Did you think that the 2010 U.S. Census was going to save our nation from catastrophically high unemployment? In case you did, University of Chicago economist Casey Mulligan today points out that counting all the Americans in the world, as fun as it was, did not provide us with economic salvation.
Worse than that, the apparently paltry effects the Census had on our employment situation suggests that the Keynesian model of government spending as a source of economic stimulus is flawed. (This is bad, Mulligan says, because the Obama administration assumed that government spending would help the economy — every 10 people hired by the government would create an additional six jobs. And the Obama administration spent a lot of money hoping that the Keynesian model would work.)
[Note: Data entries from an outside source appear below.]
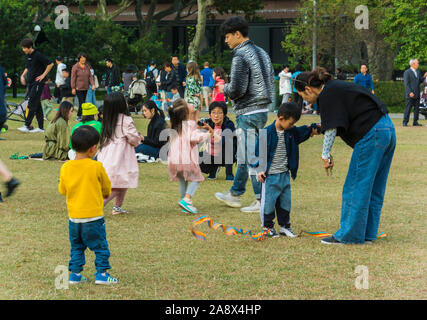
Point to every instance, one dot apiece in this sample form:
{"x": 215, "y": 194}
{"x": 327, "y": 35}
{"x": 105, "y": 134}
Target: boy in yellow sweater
{"x": 85, "y": 184}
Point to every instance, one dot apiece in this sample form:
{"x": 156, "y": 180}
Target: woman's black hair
{"x": 83, "y": 138}
{"x": 81, "y": 54}
{"x": 178, "y": 113}
{"x": 233, "y": 24}
{"x": 150, "y": 105}
{"x": 114, "y": 104}
{"x": 315, "y": 78}
{"x": 88, "y": 118}
{"x": 100, "y": 112}
{"x": 289, "y": 110}
{"x": 63, "y": 111}
{"x": 27, "y": 43}
{"x": 218, "y": 104}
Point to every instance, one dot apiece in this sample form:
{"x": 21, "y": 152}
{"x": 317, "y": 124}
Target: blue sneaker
{"x": 104, "y": 278}
{"x": 187, "y": 206}
{"x": 76, "y": 278}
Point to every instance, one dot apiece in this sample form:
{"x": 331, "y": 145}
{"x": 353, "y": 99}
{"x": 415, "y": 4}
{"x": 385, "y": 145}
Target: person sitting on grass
{"x": 278, "y": 163}
{"x": 220, "y": 154}
{"x": 85, "y": 184}
{"x": 151, "y": 144}
{"x": 65, "y": 88}
{"x": 57, "y": 135}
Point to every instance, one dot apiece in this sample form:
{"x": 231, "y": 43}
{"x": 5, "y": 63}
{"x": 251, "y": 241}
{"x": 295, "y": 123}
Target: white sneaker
{"x": 254, "y": 207}
{"x": 228, "y": 199}
{"x": 24, "y": 129}
{"x": 287, "y": 232}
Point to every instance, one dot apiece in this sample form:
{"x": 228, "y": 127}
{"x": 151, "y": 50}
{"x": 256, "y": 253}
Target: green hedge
{"x": 390, "y": 92}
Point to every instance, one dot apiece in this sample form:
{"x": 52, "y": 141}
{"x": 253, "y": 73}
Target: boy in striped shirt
{"x": 282, "y": 157}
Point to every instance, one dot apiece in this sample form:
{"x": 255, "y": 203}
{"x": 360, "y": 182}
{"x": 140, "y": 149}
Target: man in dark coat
{"x": 412, "y": 79}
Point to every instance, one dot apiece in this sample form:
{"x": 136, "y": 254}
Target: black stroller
{"x": 136, "y": 95}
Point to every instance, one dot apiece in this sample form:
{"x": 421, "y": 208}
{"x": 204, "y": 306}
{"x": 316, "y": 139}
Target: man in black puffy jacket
{"x": 251, "y": 88}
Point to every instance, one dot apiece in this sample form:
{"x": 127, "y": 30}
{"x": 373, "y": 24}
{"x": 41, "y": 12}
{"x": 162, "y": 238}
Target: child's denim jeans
{"x": 276, "y": 198}
{"x": 90, "y": 235}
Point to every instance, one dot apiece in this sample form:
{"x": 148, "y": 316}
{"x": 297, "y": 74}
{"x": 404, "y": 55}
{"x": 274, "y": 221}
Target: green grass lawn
{"x": 154, "y": 255}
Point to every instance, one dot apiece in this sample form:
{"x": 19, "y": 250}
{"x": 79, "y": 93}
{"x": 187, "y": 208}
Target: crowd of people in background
{"x": 179, "y": 93}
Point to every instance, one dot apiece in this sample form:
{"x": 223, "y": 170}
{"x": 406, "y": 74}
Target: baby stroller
{"x": 17, "y": 111}
{"x": 137, "y": 94}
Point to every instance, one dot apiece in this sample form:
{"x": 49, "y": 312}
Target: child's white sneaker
{"x": 228, "y": 199}
{"x": 287, "y": 232}
{"x": 254, "y": 207}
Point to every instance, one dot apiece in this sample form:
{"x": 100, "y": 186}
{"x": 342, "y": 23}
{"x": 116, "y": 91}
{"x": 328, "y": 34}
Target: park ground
{"x": 154, "y": 255}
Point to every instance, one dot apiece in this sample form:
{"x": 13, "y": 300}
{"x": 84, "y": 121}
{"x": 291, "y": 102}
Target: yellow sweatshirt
{"x": 85, "y": 184}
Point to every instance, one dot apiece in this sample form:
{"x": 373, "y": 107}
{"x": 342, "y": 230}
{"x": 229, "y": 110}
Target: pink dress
{"x": 118, "y": 155}
{"x": 183, "y": 156}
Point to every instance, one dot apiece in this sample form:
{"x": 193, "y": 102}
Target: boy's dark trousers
{"x": 276, "y": 200}
{"x": 90, "y": 235}
{"x": 35, "y": 91}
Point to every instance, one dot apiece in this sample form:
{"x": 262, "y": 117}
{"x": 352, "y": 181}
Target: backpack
{"x": 150, "y": 79}
{"x": 137, "y": 87}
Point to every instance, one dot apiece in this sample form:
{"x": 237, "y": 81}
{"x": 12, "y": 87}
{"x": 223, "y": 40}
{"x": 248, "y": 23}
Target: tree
{"x": 337, "y": 35}
{"x": 202, "y": 6}
{"x": 15, "y": 23}
{"x": 405, "y": 26}
{"x": 177, "y": 7}
{"x": 248, "y": 7}
{"x": 105, "y": 15}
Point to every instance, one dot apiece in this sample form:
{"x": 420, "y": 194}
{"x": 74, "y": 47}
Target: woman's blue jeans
{"x": 250, "y": 126}
{"x": 364, "y": 188}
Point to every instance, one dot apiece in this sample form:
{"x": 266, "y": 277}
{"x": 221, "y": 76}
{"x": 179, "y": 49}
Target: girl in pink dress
{"x": 183, "y": 157}
{"x": 220, "y": 78}
{"x": 119, "y": 138}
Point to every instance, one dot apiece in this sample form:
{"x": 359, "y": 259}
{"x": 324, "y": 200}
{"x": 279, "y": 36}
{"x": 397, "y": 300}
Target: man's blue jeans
{"x": 90, "y": 235}
{"x": 364, "y": 188}
{"x": 246, "y": 145}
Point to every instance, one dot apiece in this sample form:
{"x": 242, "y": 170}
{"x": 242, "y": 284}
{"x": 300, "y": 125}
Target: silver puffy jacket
{"x": 251, "y": 84}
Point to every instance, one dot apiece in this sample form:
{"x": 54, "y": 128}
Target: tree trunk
{"x": 202, "y": 10}
{"x": 380, "y": 57}
{"x": 102, "y": 5}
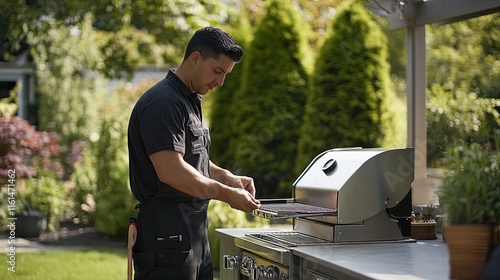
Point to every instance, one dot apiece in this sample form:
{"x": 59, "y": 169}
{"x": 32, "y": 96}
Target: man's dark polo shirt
{"x": 166, "y": 117}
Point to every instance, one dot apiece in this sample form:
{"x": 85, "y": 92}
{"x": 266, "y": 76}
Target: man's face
{"x": 209, "y": 73}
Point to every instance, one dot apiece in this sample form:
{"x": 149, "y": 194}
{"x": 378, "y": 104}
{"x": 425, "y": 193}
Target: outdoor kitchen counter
{"x": 425, "y": 259}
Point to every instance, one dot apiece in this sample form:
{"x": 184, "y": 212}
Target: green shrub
{"x": 221, "y": 215}
{"x": 350, "y": 92}
{"x": 222, "y": 112}
{"x": 270, "y": 105}
{"x": 470, "y": 192}
{"x": 48, "y": 196}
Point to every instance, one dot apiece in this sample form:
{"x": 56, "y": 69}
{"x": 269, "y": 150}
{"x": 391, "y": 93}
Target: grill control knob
{"x": 230, "y": 262}
{"x": 259, "y": 273}
{"x": 329, "y": 166}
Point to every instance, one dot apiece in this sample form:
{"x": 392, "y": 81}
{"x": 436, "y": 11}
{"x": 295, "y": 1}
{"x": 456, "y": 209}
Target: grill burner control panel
{"x": 257, "y": 268}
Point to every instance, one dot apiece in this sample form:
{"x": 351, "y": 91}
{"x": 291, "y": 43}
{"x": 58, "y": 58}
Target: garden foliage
{"x": 222, "y": 110}
{"x": 269, "y": 108}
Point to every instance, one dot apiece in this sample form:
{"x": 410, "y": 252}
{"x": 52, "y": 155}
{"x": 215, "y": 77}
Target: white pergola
{"x": 414, "y": 15}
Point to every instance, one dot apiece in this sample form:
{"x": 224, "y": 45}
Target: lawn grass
{"x": 95, "y": 263}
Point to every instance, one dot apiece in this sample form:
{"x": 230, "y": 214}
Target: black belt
{"x": 155, "y": 206}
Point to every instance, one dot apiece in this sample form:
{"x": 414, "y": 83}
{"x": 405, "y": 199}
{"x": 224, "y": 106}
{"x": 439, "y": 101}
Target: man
{"x": 170, "y": 172}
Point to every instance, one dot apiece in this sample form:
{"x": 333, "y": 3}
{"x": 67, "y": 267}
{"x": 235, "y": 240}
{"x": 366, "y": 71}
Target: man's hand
{"x": 242, "y": 182}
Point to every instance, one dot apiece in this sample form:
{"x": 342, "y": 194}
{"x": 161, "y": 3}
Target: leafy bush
{"x": 270, "y": 105}
{"x": 21, "y": 146}
{"x": 102, "y": 192}
{"x": 470, "y": 192}
{"x": 349, "y": 96}
{"x": 36, "y": 158}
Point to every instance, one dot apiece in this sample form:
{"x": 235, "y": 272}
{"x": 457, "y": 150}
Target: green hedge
{"x": 270, "y": 106}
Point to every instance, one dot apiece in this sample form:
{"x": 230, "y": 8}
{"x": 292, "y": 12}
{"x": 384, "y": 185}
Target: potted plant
{"x": 470, "y": 201}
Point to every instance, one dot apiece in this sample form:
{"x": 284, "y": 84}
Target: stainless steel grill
{"x": 344, "y": 196}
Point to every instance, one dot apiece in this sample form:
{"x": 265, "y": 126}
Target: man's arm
{"x": 174, "y": 171}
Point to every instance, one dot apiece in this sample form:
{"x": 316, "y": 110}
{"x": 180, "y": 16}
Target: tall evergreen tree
{"x": 270, "y": 106}
{"x": 350, "y": 86}
{"x": 222, "y": 112}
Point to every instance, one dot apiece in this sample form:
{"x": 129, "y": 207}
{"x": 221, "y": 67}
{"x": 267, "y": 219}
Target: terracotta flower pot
{"x": 468, "y": 247}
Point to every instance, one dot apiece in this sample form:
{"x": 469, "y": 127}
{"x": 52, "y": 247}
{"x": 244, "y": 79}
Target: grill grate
{"x": 297, "y": 208}
{"x": 289, "y": 239}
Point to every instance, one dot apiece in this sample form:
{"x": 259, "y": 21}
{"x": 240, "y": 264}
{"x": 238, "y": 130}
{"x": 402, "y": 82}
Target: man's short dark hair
{"x": 211, "y": 42}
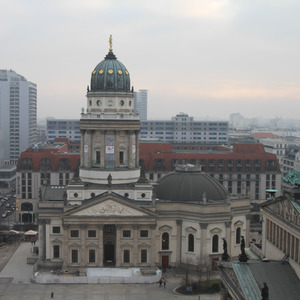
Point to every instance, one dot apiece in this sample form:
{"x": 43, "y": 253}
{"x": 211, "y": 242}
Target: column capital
{"x": 228, "y": 224}
{"x": 248, "y": 217}
{"x": 153, "y": 226}
{"x": 44, "y": 221}
{"x": 203, "y": 225}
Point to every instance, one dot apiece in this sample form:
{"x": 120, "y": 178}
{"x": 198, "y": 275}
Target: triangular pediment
{"x": 109, "y": 205}
{"x": 144, "y": 245}
{"x": 92, "y": 245}
{"x": 216, "y": 230}
{"x": 191, "y": 229}
{"x": 165, "y": 228}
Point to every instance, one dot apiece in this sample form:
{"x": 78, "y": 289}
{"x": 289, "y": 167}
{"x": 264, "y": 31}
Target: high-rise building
{"x": 18, "y": 115}
{"x": 184, "y": 129}
{"x": 140, "y": 103}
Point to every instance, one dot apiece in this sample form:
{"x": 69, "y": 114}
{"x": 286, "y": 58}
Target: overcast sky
{"x": 207, "y": 58}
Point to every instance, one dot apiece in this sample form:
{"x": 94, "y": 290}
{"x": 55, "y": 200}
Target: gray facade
{"x": 141, "y": 104}
{"x": 183, "y": 128}
{"x": 18, "y": 115}
{"x": 63, "y": 128}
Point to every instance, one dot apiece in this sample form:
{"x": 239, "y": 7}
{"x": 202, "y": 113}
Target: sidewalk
{"x": 16, "y": 275}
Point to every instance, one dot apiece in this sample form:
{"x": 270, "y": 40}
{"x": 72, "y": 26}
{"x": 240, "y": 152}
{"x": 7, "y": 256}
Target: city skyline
{"x": 204, "y": 58}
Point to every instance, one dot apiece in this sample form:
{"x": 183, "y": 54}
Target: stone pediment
{"x": 191, "y": 229}
{"x": 144, "y": 245}
{"x": 238, "y": 223}
{"x": 74, "y": 245}
{"x": 126, "y": 245}
{"x": 165, "y": 228}
{"x": 216, "y": 230}
{"x": 109, "y": 208}
{"x": 92, "y": 245}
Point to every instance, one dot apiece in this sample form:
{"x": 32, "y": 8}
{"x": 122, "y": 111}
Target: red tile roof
{"x": 264, "y": 135}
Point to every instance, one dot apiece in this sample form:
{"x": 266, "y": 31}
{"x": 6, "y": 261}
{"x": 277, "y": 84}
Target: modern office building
{"x": 18, "y": 116}
{"x": 141, "y": 103}
{"x": 44, "y": 164}
{"x": 184, "y": 129}
{"x": 63, "y": 128}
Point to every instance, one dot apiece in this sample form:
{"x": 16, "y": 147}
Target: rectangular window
{"x": 143, "y": 255}
{"x": 55, "y": 229}
{"x": 144, "y": 233}
{"x": 74, "y": 256}
{"x": 126, "y": 233}
{"x": 92, "y": 233}
{"x": 98, "y": 155}
{"x": 92, "y": 256}
{"x": 126, "y": 256}
{"x": 74, "y": 233}
{"x": 56, "y": 251}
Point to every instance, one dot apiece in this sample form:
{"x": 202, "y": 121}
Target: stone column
{"x": 100, "y": 231}
{"x": 102, "y": 153}
{"x": 65, "y": 250}
{"x": 130, "y": 149}
{"x": 83, "y": 248}
{"x": 153, "y": 250}
{"x": 247, "y": 237}
{"x": 179, "y": 243}
{"x": 137, "y": 148}
{"x": 117, "y": 148}
{"x": 89, "y": 164}
{"x": 135, "y": 245}
{"x": 82, "y": 148}
{"x": 203, "y": 251}
{"x": 228, "y": 237}
{"x": 42, "y": 239}
{"x": 118, "y": 246}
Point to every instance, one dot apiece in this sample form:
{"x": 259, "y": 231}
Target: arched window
{"x": 165, "y": 241}
{"x": 215, "y": 245}
{"x": 26, "y": 206}
{"x": 191, "y": 243}
{"x": 238, "y": 235}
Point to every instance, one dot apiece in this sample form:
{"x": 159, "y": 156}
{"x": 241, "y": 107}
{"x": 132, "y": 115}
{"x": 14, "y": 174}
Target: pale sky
{"x": 206, "y": 58}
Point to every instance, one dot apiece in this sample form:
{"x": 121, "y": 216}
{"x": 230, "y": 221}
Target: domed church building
{"x": 110, "y": 215}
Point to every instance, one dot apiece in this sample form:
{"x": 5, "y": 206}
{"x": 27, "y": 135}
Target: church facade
{"x": 111, "y": 215}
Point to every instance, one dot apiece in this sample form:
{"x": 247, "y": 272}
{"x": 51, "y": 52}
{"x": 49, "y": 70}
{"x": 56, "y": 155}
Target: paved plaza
{"x": 16, "y": 274}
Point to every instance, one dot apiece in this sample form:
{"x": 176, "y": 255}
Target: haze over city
{"x": 204, "y": 58}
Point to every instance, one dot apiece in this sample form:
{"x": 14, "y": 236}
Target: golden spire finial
{"x": 110, "y": 43}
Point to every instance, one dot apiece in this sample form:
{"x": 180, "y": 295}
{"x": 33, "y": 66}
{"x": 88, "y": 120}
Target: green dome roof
{"x": 110, "y": 75}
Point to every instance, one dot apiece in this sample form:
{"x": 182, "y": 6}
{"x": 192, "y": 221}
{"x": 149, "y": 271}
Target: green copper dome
{"x": 110, "y": 75}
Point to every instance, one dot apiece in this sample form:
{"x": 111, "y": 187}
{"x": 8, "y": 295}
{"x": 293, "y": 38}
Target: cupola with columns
{"x": 109, "y": 127}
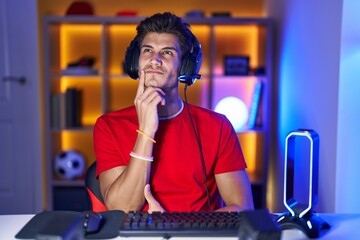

Mulligan says that, if the administration’s assumptions about stimulus were true, the hiring of census workers has merely offset what would have been a catastrophe for the labor market:
Perhaps the stimulus benefits of public employment are both large and too subtle to be easily seen in the aggregate employment data or the private sector’s appreciation of public employment programs has been frustrated yet again by extraordinary negative events that miraculously coincide with true stimulus. Or maybe the Keynesian multiplier has been exaggerated.
Whether or not the Census hiring is truly an indictment of Keynesian economics, we can all pretty much agree that sending temporary government employees to knock on people’s doors and harass them into filling out some forms is a highly counterintuitive approach to economic stimulus.